Die jetzige Lage ist jedoch um einiges komplizierter. Die Opposition nimmt heute im Parlament das seit fast einem Jahr vorbereitete Amtsenthebungsverfahren gegen Jelzin auf. Am Sonnabend soll die Legislative entscheiden, ob der Präsident in drei Anklagepunkten gegen die Verfassung verstoßen habe. Es gilt als ziemlich sicher, daß die Duma mit der erforderlichen Zweidrittelmehrheit den Kremlchef zumindest in puncto Tschetschenienkrieg des Verfassungsbruchs für schuldig befindet. Danach darf der Präsident bis zur Entscheidung des Obersten Gerichts die Duma nicht auflösen. Die höchstrichterliche Instanz dürfte dem Votum des Parlaments kaum folgen. Jelzin bliebe auch weiterhin im Amt. Regierungschef Stepaschin und sein neues Kabinett könnten nur kommissarisch die Amtsgeschäfte leiten.

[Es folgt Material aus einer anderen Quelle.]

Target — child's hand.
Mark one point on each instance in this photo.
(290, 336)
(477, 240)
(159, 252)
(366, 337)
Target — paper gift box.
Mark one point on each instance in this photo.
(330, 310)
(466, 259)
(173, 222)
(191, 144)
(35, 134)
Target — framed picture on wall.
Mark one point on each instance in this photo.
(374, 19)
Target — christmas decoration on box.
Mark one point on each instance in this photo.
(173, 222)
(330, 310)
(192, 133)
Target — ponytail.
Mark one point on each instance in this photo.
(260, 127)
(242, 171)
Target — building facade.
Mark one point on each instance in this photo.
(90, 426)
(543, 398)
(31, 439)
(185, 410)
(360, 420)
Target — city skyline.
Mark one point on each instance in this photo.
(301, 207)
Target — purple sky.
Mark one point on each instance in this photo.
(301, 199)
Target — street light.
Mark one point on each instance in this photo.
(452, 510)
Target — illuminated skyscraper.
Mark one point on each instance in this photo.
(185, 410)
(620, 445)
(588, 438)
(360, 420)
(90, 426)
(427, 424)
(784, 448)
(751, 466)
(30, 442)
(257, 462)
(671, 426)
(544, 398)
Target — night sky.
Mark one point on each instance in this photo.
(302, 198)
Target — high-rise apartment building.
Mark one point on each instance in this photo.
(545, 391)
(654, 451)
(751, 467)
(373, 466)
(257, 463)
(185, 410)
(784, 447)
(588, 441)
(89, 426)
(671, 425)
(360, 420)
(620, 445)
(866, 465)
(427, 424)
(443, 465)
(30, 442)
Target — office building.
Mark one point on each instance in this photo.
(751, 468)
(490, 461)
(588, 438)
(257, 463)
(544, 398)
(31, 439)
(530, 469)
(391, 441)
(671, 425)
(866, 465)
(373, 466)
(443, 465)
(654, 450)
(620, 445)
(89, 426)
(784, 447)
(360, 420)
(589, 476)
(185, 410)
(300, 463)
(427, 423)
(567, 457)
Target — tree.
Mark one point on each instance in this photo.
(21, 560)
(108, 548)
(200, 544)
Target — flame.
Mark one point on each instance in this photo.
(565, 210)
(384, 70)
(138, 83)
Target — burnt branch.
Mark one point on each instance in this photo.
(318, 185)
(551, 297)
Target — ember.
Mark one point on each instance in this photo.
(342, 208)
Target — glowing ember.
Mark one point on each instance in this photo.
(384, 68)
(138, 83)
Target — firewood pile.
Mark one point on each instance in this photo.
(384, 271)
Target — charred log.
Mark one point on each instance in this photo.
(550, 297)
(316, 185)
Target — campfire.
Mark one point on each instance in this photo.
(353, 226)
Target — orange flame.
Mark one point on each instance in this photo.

Jelzins Kritik an der Regierung Primakow ist berechtigt. Aus Rücksicht auf lobbyistische Interessen hat sie längst überfällige Maßnahmen verschleppt. Weder machte sie sich daran, nach dem Rubelsturz im August das Bankwesen zu reformieren, noch beglich der Staat seine angehäuften Lohnschulden. Primakow nutzte auch seine guten Beziehungen zur Duma nicht, um das längst überfällige Bankrottgesetz durch die Legislative zu bringen. Statt dessen entfachte der Nahost-Experte einen Kleinkrieg zwischen einzelnen Fraktionen der Moskauer Elite unter dem Deckmantel „Antikorruptionsmaßnahmen“. Nur sind Ankläger und Beschuldigte, egal zu welcher Kohorte sie sich zählen, alle gleichermaßen korrupt und parasitär. Primakows Mannschaft nahm sich davon nicht aus. Bereits nach wenigen Wochen im Amt wurden stichhaltige Korruptionsvorwürfe gegen die kommunistischen Vizepremiers Masljukow und Kulik laut, die wie üblich im Sande verliefen. Überdies steuerte das Kabinett einen außenpolitischen Kurs, der durch antiwestliche Propaganda an die Zeiten des Kalten Krieges erinnerte. Primakows Entlassung bedeutet aus westlicher Sicht keine Katastrophe.

Jelzin hat den Regierungschef indes nicht wegen der offensichtlichen Mängel in der Politikgestaltung aus dem Amt gedrängt. Den Kremlzaren bewegen inzwischen ausschließlich egoistische und machtpolitische Erwägungen. Der eifersüchtige Throninhaber konnte nicht ertragen, wie das Sowjetfossil Primakow ungeniert nach dem Zarenzepter schielte. Bei den Wählern genoß der stille Brüter Primakow bald nach Amtsantritt weit mehr Sympathie als Präsident Jelzin. Die überwiegende Mehrheit der Bürger verurteilte daher in Meinungsumfragen gestern die Entlassung des Premiers.

Es wäre falsch, jetzt einen neuen Reformschub zu erwarten. Rußlands Antriebskräfte sind erschöpft, und die Elite ist damit beschäftigt, ihre Pfründe zu sichern. Nichts demonstriert das sinnfälliger als die Ernennung Nikolai Aksjonenkos zum zweiten Mann nach Stepaschin im Staate. Der ehemalige Eisenbahnminister zählt zu den engen Vertrauten Boris Beresowskis. Der Industriemagnat, aus dem Kreis der legendären sieben Oligarchen, die während der Präsidentschaftswahlen 1996 von sich behaupteten, die eigentlichen Steuermänner zu sein, ist zurück im Boot.